The Purposive Analysis: The “Social Purpose” Rule

The final rule presented here is the “social purpose” rule, which could also be called the “common sense” rule. Under its purview, a statute will be construed to accomplish the social purpose it was designed to accomplish, even if that reading would contradict is literal reading.

For example, in Green v. Bock Laundry Machine Co., 490 U.S. 504 (1989), the Supreme Court declined to read the Federal Rule of Evidence literally, partly because a literal reading would have made unintended absurd distinctions. A literal reading of the word “defendant” in Federal Rule of Evidence 609(a) would have meant that in a civil case, evidence of a prior criminal conviction could be introduced to attack the credibility of the defendant but not that of the plaintiff. The Court found that distinction irrational. The Court thus gave priority to a reading that emphasized the purpose of the legislation.

Justice Ruth Bader Ginsburg favors this statutory interpretation, and this wiki promotes this rule of interpretation as the only logical rule of statutory construction as well. During her confirmation hearing Justice Ginsburg emphasized the fact that the meaning of constitutional concepts needs to and does evolve over time. Then, soon-to-become Justice Ginsburg pointed out the absurdity of refusing such an approach when courts interpret the general concept of equality. The concept can be found in the Declaration of Independence, as well as in the 14th Amendment, she noted, but at none of those times did either the Founding Fathers or the Framers of the Equal Protection Clause of the 14th Amendment have equal rights for women specifically in mind. However, today such a historically correct interpretation seems clearly absurd.

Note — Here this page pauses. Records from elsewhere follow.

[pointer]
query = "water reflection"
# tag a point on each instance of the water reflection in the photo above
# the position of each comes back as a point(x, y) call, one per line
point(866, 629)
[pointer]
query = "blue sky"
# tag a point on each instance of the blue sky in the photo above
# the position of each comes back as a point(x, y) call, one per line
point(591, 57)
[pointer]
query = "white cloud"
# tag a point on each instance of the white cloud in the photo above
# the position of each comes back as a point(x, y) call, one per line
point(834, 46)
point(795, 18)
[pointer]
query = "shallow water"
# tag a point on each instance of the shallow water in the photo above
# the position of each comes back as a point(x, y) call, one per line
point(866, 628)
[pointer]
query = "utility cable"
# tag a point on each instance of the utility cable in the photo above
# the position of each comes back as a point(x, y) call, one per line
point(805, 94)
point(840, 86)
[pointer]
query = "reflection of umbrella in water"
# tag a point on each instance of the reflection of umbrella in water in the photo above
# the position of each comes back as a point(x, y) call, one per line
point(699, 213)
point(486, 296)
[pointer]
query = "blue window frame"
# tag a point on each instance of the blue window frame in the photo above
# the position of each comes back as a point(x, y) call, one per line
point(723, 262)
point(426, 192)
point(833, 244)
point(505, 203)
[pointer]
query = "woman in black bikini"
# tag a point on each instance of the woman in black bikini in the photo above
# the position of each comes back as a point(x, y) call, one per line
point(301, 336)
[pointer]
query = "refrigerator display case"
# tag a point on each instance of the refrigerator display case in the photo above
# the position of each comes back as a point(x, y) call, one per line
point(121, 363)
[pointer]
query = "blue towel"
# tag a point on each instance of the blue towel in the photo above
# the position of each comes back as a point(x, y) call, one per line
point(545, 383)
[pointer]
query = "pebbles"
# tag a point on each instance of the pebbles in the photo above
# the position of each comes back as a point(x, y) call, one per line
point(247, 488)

(For more details on Justice Ginsburg’s confirmation hearing, see The Supreme Court: Excerpts from Senate Hearings on the Ginsburg Nominations N.Y. TIMES: July 21, 1993, at 12. For a general commentary, see also R. Randall Kelso, The Natural Law Tradition on the Modern Supreme Court: Not Burke, But the Enlightenment Tradition Represented by Locke, Madison, and Marshall, 26 ST.MARY’S LJ. 1051, 1069-70 (1994-1995).)

Hopefully you have a better understating of the roles statutes play in our legal system. They govern a large part of our legal realm. They are dynamic and applied to cases and controversies in manners hard to predict, more often closer to the respective judge or justices’ personality than anything else. Thus, all statutory research will comprise two parts: Locating the statute is only the beginning of the process. Locating the cases applying it complements and ends your statutory retrieval.